A Core Story: Math | Acting
I have always known that I am happiest creating, problem solving, and performing. After my father introduced me to computer programming in First Grade, I created an HTML website independently. In the pre-Facebook era, my website was where I posted about myself and the things I liked; I had pages for jokes, riddles, lists of Tamagotchi tricks and codes (which were embarrassingly extensive in retrospect), and my own personal daily reflections. I began acting, and in Third Grade I spent hours typing up and revising scripts to ensure enough roles to include everyone; I casted, directed, and performed them during recess. In Fourth Grade, I was given a math problem. When I approached my teacher with the answer, she told me I was wrong. When she finally tried my method, she realized that I was, in fact, correct. She immediately moved me into a three-person math class. As I entered Middle School, acting became the product of my creativity, and math became the language for my problem solving.

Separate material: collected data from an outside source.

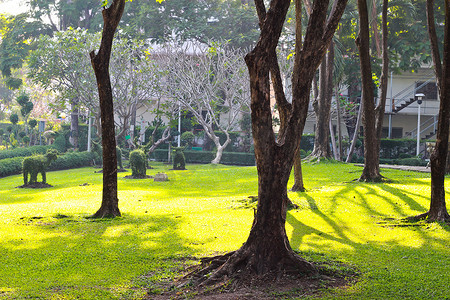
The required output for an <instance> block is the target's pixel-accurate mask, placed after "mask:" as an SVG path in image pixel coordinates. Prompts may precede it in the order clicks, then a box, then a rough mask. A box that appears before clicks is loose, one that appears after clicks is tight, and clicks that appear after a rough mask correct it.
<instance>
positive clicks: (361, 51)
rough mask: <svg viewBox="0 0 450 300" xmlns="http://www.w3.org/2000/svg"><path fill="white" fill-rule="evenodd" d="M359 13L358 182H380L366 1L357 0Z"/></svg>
mask: <svg viewBox="0 0 450 300" xmlns="http://www.w3.org/2000/svg"><path fill="white" fill-rule="evenodd" d="M358 12H359V34H358V38H357V39H356V44H357V46H358V49H359V59H360V65H361V78H362V94H363V99H362V102H363V103H364V105H363V115H362V121H363V128H364V169H363V172H362V175H361V177H360V178H359V180H360V181H380V180H381V179H382V176H381V175H380V169H379V163H378V155H377V153H375V151H376V146H375V137H376V135H375V115H374V112H375V104H374V91H373V89H374V85H373V81H372V67H371V64H370V53H369V50H370V48H369V43H370V37H369V16H368V11H367V1H366V0H358Z"/></svg>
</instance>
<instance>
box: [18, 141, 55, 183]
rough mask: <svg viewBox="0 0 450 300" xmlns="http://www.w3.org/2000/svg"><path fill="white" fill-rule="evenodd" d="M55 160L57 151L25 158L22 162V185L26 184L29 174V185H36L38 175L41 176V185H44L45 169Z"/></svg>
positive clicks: (44, 182) (54, 149)
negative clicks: (23, 184)
mask: <svg viewBox="0 0 450 300" xmlns="http://www.w3.org/2000/svg"><path fill="white" fill-rule="evenodd" d="M57 158H58V151H57V150H55V149H48V150H47V153H46V154H45V155H42V154H38V155H33V156H30V157H25V158H24V160H23V162H22V172H23V184H27V183H28V174H30V183H36V182H37V175H38V174H39V173H41V175H42V183H46V172H47V168H48V166H49V165H50V163H51V162H52V161H54V160H56V159H57Z"/></svg>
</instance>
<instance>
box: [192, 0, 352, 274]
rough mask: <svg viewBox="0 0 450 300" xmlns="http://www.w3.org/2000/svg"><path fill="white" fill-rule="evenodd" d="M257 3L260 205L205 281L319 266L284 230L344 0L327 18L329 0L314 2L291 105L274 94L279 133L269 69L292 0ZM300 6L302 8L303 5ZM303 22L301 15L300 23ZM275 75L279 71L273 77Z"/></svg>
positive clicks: (255, 143) (272, 73)
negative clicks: (291, 169) (297, 249)
mask: <svg viewBox="0 0 450 300" xmlns="http://www.w3.org/2000/svg"><path fill="white" fill-rule="evenodd" d="M255 4H256V8H257V11H258V16H259V19H260V22H261V35H260V39H259V41H258V43H257V45H256V46H255V48H254V49H253V50H252V51H251V52H250V53H248V54H247V56H246V57H245V60H246V63H247V66H248V69H249V73H250V89H251V114H252V133H253V139H254V146H255V158H256V165H257V171H258V205H257V210H256V215H255V219H254V222H253V226H252V228H251V230H250V234H249V237H248V239H247V241H246V242H245V244H244V245H243V246H242V247H241V248H240V249H238V250H237V251H235V252H232V253H229V254H226V255H224V256H222V260H221V261H222V262H223V261H225V262H224V263H220V259H216V258H215V259H213V261H210V264H209V265H208V266H207V267H206V268H205V269H203V270H202V271H201V272H200V274H201V275H206V274H210V273H211V272H212V274H210V276H207V277H206V276H204V277H202V278H201V279H200V280H201V281H202V280H203V281H204V282H206V283H213V282H215V281H217V280H223V279H224V278H230V277H236V276H238V277H240V278H242V279H244V278H245V279H248V277H254V276H270V275H272V276H274V279H275V278H276V277H277V276H279V275H281V274H284V273H286V272H287V273H289V272H291V271H293V272H295V273H296V274H299V273H303V274H311V273H317V270H316V268H315V267H314V266H313V265H312V264H311V263H309V262H307V261H305V260H304V259H302V258H301V257H299V256H298V255H297V254H295V253H294V251H293V250H292V249H291V247H290V245H289V240H288V238H287V235H286V231H285V221H286V210H287V197H286V195H287V182H288V180H289V175H290V171H291V169H292V166H293V160H294V154H295V152H296V150H297V149H298V147H299V142H300V136H301V133H302V131H303V128H304V125H305V121H306V116H307V113H308V103H309V95H310V90H311V82H312V78H313V76H314V74H315V70H316V69H317V67H318V66H319V64H320V62H321V60H322V58H323V56H324V55H325V52H326V50H327V48H328V45H329V43H330V41H331V38H332V36H333V34H334V32H335V30H336V28H337V25H338V22H339V20H340V17H341V16H342V13H343V11H344V9H345V5H346V0H338V1H336V2H335V4H334V5H333V8H332V10H331V13H330V16H329V17H328V18H327V8H328V1H327V0H317V1H315V2H314V6H313V10H312V13H311V16H310V19H309V26H308V28H307V30H306V34H305V42H304V43H303V45H296V48H297V47H298V48H297V49H301V51H296V56H295V64H294V72H293V80H292V82H293V91H292V92H293V93H292V94H293V95H292V99H293V101H292V104H290V103H288V102H287V101H286V99H285V97H279V96H280V95H279V96H278V97H277V96H276V101H277V104H281V105H278V107H282V108H281V109H282V110H283V113H285V117H286V118H283V119H284V120H285V121H282V122H286V124H284V125H283V124H282V128H283V130H280V132H279V134H278V137H277V138H275V135H274V131H273V127H272V110H271V106H270V99H271V93H270V79H269V72H270V73H272V71H275V70H274V65H273V62H274V61H276V60H275V58H276V54H275V53H276V52H275V49H276V47H277V44H278V40H279V37H280V34H281V30H282V27H283V24H284V20H285V17H286V13H287V11H288V8H289V5H290V0H272V1H271V2H270V7H269V9H268V11H266V9H265V5H264V1H263V0H256V1H255ZM296 8H297V10H298V9H299V6H296ZM297 12H298V11H297ZM296 15H297V13H296ZM300 21H301V20H299V19H297V22H300ZM296 40H297V39H296ZM297 41H298V40H297ZM274 74H275V72H274V73H272V77H273V76H274ZM279 92H280V91H279ZM275 94H277V92H275ZM281 119H282V118H280V120H281ZM217 261H219V263H216V262H217Z"/></svg>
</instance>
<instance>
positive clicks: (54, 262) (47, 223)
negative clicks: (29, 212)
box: [0, 215, 195, 299]
mask: <svg viewBox="0 0 450 300" xmlns="http://www.w3.org/2000/svg"><path fill="white" fill-rule="evenodd" d="M180 223H181V220H180V219H177V218H175V217H168V216H156V217H155V216H154V217H148V218H144V217H133V216H126V217H123V218H116V219H103V220H93V219H86V218H83V217H79V216H61V215H60V216H54V217H43V218H23V219H19V220H18V221H17V224H16V225H15V226H19V227H22V229H23V235H17V236H16V237H15V238H14V237H10V238H9V239H4V240H3V241H2V243H1V246H0V255H1V257H2V260H1V262H0V270H1V271H0V287H1V288H0V291H1V289H2V288H8V289H10V290H12V291H13V292H11V298H26V297H38V296H39V297H42V298H45V299H47V298H52V297H69V298H70V297H79V298H81V299H108V298H122V296H124V293H128V294H129V293H135V294H136V295H140V294H146V292H147V289H148V288H149V287H151V285H152V284H153V283H154V282H156V281H158V280H159V279H160V278H164V277H166V278H170V277H172V276H174V275H175V273H176V272H177V271H178V269H179V268H180V267H181V266H182V264H183V263H184V259H185V258H186V257H189V256H191V255H193V254H194V253H195V251H194V250H193V248H191V247H190V244H193V243H195V240H190V239H188V238H185V237H181V236H180V235H179V234H178V233H177V227H178V226H179V225H180ZM30 235H32V236H30ZM146 274H147V275H146Z"/></svg>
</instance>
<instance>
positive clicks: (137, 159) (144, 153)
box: [130, 149, 147, 178]
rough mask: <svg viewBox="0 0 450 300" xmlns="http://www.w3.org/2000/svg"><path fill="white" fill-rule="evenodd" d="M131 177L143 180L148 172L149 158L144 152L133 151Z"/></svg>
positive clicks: (132, 154) (131, 162)
mask: <svg viewBox="0 0 450 300" xmlns="http://www.w3.org/2000/svg"><path fill="white" fill-rule="evenodd" d="M130 167H131V176H133V177H135V178H143V177H145V176H146V172H147V158H146V156H145V153H144V151H142V150H139V149H137V150H133V151H131V153H130Z"/></svg>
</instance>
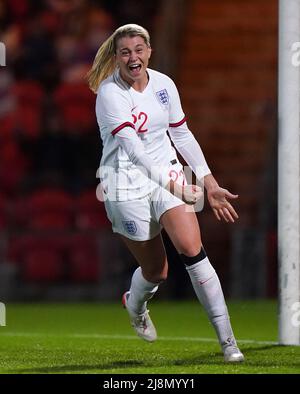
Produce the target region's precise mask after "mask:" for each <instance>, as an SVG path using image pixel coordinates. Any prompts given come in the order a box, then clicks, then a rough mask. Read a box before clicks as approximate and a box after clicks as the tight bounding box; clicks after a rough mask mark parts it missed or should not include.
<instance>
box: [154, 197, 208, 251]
mask: <svg viewBox="0 0 300 394" xmlns="http://www.w3.org/2000/svg"><path fill="white" fill-rule="evenodd" d="M160 223H161V224H162V226H163V227H164V229H165V230H166V232H167V233H168V235H169V237H170V239H171V241H172V242H173V244H174V246H175V248H176V250H177V251H178V253H180V254H185V255H186V256H196V255H197V254H198V253H199V252H200V250H201V246H202V241H201V233H200V227H199V223H198V219H197V216H196V214H195V212H188V211H187V210H186V205H179V206H177V207H174V208H171V209H169V210H167V211H166V212H164V213H163V214H162V216H161V218H160Z"/></svg>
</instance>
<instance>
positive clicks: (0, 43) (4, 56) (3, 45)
mask: <svg viewBox="0 0 300 394" xmlns="http://www.w3.org/2000/svg"><path fill="white" fill-rule="evenodd" d="M0 66H6V47H5V44H3V42H0Z"/></svg>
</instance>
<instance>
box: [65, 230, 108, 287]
mask: <svg viewBox="0 0 300 394" xmlns="http://www.w3.org/2000/svg"><path fill="white" fill-rule="evenodd" d="M100 264H101V261H100V254H99V252H98V246H97V244H96V242H95V239H94V238H93V237H90V236H86V235H80V234H78V235H75V236H73V237H71V239H70V243H69V275H68V276H69V278H70V279H71V280H72V281H75V282H98V280H99V275H100Z"/></svg>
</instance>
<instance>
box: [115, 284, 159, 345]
mask: <svg viewBox="0 0 300 394" xmlns="http://www.w3.org/2000/svg"><path fill="white" fill-rule="evenodd" d="M129 294H130V292H129V291H126V293H124V294H123V297H122V304H123V306H124V308H125V309H127V312H128V314H129V317H130V323H131V325H132V327H133V328H134V330H135V332H136V333H137V335H138V336H139V337H141V338H143V339H144V340H145V341H148V342H153V341H155V340H156V339H157V334H156V329H155V327H154V324H153V323H152V320H151V318H150V316H149V311H148V310H146V311H145V312H144V313H142V314H140V315H137V314H136V313H133V312H131V311H130V309H129V308H128V305H127V300H128V297H129Z"/></svg>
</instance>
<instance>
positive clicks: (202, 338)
mask: <svg viewBox="0 0 300 394" xmlns="http://www.w3.org/2000/svg"><path fill="white" fill-rule="evenodd" d="M1 336H8V337H58V336H61V337H66V338H87V339H88V338H95V339H134V340H139V341H140V338H139V337H138V336H135V335H117V334H116V335H109V334H107V335H106V334H62V335H59V334H57V335H54V334H47V333H38V332H32V333H29V332H2V333H0V338H1ZM159 340H160V341H186V342H213V343H215V342H218V341H217V339H214V338H203V337H158V341H159ZM237 342H238V343H253V344H257V345H278V342H274V341H257V340H255V339H237Z"/></svg>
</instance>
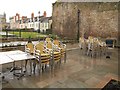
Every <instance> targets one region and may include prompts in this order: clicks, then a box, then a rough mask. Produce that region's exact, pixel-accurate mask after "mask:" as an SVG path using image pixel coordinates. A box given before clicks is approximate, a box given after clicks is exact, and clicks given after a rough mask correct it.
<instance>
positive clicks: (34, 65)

I therefore leaped at the opportunity to spend this past summer learning higher math while continuing my acting. I worked with Columbia Business School's Professor Costis Maglaras studying social and economic networks. I learned how to analyze and optimally utilize a network, to find the “right” person to send a free sample of a product to, the “wrong” person to tell a secret to. The more I delved into deeper concepts, the more amazed I became with the capabilities of mathematics. I love to pose questions because I love to find answers; to my wonder, math could answer questions I had thought were unanswerable.
I soon discovered that math could answer the ultimate question: which choice is best? Models of learning networks placed numbers into seemingly numberless scenarios: social dilemmas. One model shows that the more varied the initial opinions and actions are within a group, the greater the likelihood that the optimal solution will be found. Thus, math proves that diversity is necessary. To achieve our greatest, we must learn from each other.
Another learning model uses a matrix to represent beliefs of individuals about a topic; eventually beliefs may converge to one, “correct” opinion. Models changed the way I think about decision-making; I now know judgment can be calculated and that I can look to math as a guide. When not working with the professor, I auditioned and advanced to the final round for an off-Broadway play starring Sarah Jessica Parker and Blythe Danner. I’m no baby: I have dealt with rejection, particularly in the acting world. I’ve known for quite awhile that, at five-foot-eight, I am disqualified from many children's roles; I can’t play a fifteen-year-old and tower over whomever plays my mother. I was therefore surprised at the depth of my sadness when they cast the other finalist; she was five-foot-three.
I guess I had hoped that maybe – somehow – my acting ability would overcome such a superficial aspect of my being. But the truth was, even if the director really did enjoy my performance, whomever she hired needed to satisfy all the role’s objective criteria. Auditioning is a numbers game, and at the professional level, there is an abundance of talent. I could therefore audition tirelessly until I was cast. Then it hit me: with the necessary skills I could build a model to predict the probability of being selected for a given part, thereby avoiding countless auditions with low probabilities of success. Data (from, say, IMDb) could compare a role’s criteria with my own characteristics to find a perfect “match." The formula could determine the probability of advancing to the role’s final auditions, where my acting ability – not my physical attributes – is most closely examined. While performance feeds my creativity, math provides my objectivity. My life and my being are the product of these different worlds; I like to think this makes me unique.